The next thing to note is the PRESORT. Seaborn automatically sorts the x-value of the plot, but to be sure that the values are in chronological order, we can apply a PRESORT as the data is being partitioned so that it is already ordered by the time the transformer is applied.

Visualize with Spark#

We only want to draw charts for the top 3 states with highest death numbers. In the following code, we will first find the top 3 states, then use SEMI JOIN to filter the dataset, and use the transformer to plot.

%%fsql spark
data = LOAD "/tmp/covid19.parquet"

top3 = 
    SELECT state, SUM(death) AS death 
    FROM data GROUP BY state 
    ORDER BY death DESC LIMIT 3 PERSIST

data = 
    SELECT * 
    FROM data 
    LEFT SEMI JOIN top3 
    ON data.state = top3.state
    WHERE date > '2020-04-01'

agg = SELECT state, date, SUM(confirmed) AS confirmed, SUM(death) AS death
      FROM data
      GROUP BY state, date

-- this will use the last dataframe by default
TRANSFORM PREPARTITION BY state USING plotter(key_col="state")
OUTPUT USING render_all
../../_images/example_covid19_22_0.svg../../_images/example_covid19_22_1.svg../../_images/example_covid19_22_2.svg

Productionizing#

In order to bring this to production, all we have to do is pass the SQL code into the fsql function. To run this on Spark, pass the SparkExecutionEngine to the run method.
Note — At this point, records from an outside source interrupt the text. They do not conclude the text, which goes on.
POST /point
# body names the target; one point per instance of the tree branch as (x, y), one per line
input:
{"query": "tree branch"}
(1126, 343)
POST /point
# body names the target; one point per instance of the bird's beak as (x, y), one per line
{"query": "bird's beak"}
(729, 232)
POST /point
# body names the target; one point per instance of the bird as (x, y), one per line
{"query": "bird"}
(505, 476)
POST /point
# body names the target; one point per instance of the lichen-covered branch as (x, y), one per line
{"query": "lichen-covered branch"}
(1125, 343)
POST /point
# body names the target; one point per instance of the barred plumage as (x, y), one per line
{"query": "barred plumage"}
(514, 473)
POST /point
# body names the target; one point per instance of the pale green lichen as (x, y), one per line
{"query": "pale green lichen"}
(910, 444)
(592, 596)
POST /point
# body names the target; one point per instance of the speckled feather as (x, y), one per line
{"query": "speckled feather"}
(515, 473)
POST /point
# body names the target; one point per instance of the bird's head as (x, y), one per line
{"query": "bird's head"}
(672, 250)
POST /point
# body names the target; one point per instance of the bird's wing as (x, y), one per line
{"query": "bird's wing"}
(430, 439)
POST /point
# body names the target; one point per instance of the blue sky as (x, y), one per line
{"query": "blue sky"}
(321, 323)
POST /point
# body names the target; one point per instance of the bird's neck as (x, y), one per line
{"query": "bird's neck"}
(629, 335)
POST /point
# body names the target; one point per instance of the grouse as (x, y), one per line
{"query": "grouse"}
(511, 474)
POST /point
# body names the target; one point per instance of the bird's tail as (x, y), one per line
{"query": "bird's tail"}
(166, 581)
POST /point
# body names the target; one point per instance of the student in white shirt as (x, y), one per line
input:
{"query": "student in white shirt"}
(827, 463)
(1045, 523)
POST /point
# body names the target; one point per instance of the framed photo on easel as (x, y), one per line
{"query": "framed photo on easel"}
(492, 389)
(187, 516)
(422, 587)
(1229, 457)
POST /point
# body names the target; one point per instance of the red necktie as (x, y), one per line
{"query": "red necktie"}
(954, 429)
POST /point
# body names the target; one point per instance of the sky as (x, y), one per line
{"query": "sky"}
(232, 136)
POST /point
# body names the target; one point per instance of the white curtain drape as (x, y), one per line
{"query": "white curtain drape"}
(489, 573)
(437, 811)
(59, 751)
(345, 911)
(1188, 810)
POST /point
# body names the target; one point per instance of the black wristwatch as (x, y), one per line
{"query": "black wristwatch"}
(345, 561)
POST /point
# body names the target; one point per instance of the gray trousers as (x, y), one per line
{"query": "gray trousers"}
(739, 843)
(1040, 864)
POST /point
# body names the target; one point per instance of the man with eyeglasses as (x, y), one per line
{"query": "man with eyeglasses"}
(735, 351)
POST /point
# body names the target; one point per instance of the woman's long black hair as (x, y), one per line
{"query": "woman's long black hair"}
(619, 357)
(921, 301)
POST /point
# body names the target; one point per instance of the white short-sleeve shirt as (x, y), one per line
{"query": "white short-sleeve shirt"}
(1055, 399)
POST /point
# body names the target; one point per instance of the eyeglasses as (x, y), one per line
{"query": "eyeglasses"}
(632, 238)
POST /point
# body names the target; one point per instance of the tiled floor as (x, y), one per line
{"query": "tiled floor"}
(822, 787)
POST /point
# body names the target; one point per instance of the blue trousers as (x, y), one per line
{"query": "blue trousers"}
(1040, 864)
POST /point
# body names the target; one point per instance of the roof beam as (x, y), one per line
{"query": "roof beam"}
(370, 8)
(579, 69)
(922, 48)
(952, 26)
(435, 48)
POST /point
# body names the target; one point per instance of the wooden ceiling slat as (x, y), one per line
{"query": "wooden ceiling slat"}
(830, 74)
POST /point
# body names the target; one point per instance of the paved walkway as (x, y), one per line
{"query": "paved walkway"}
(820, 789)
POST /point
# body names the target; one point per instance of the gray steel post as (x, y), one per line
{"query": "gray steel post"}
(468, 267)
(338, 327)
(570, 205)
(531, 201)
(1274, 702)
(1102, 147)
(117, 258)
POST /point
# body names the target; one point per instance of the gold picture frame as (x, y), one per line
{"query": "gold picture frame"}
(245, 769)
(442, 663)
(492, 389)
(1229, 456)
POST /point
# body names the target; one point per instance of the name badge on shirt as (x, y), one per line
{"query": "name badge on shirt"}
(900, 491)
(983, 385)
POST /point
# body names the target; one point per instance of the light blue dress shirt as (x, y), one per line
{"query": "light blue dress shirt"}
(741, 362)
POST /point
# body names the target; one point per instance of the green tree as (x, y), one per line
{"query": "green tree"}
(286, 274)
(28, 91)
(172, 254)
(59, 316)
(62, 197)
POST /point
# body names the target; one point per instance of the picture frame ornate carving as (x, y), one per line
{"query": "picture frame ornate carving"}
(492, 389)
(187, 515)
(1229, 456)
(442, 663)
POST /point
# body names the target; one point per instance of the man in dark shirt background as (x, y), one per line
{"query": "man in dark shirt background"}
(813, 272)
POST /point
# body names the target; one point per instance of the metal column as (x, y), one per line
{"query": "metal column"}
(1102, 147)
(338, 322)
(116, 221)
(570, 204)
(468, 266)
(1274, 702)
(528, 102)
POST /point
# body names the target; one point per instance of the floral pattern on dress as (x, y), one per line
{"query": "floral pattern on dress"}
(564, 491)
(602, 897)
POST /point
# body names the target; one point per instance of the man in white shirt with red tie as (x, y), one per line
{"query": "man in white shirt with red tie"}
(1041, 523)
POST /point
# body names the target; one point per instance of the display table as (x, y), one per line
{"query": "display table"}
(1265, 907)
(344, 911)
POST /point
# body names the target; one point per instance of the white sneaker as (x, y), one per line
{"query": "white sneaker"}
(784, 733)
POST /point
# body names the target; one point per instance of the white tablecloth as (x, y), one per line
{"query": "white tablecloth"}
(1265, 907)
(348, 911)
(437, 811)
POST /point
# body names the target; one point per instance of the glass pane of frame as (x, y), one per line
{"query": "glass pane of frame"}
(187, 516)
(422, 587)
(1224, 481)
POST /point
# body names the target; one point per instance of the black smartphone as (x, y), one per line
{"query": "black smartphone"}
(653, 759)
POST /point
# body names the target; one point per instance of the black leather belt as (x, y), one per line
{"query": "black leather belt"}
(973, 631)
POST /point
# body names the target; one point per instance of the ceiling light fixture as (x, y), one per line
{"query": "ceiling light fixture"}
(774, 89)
from fugue_sql import fsql
query = """
data = LOAD "/tmp/covid19.parquet"

top3 = 
    SELECT state, SUM(death) AS death 
    FROM data GROUP BY state 
    ORDER BY death DESC LIMIT 3 PERSIST
    PRINT
"""

fsql(query).run(SparkExecutionEngine)
state death
0 New York 1690428
1 New Jersey 558989
2 Massachusetts 301008
schema: state:str,death:long
DataFrames()

Summary#

In this example we have shown how FugueSQL can be used as the primary language for data analysis workflows. We were able to write our code by focusing on the partition level. When we were ready to apply it to a bigger dataset, all we had to do was specify the SparkExecutionEngine. Fugue allows users to specify the execution engine by changing one line of code.

FugueSQL is compatible with ANSI SQL, but it has enhancements that make it capable of describing computation workflows. Here we showed the variable assignment and additional keywords like PERSIST, PREPARTITION and TRANSFORM that allow FugueSQL to utilize Python functions and the Spark engine.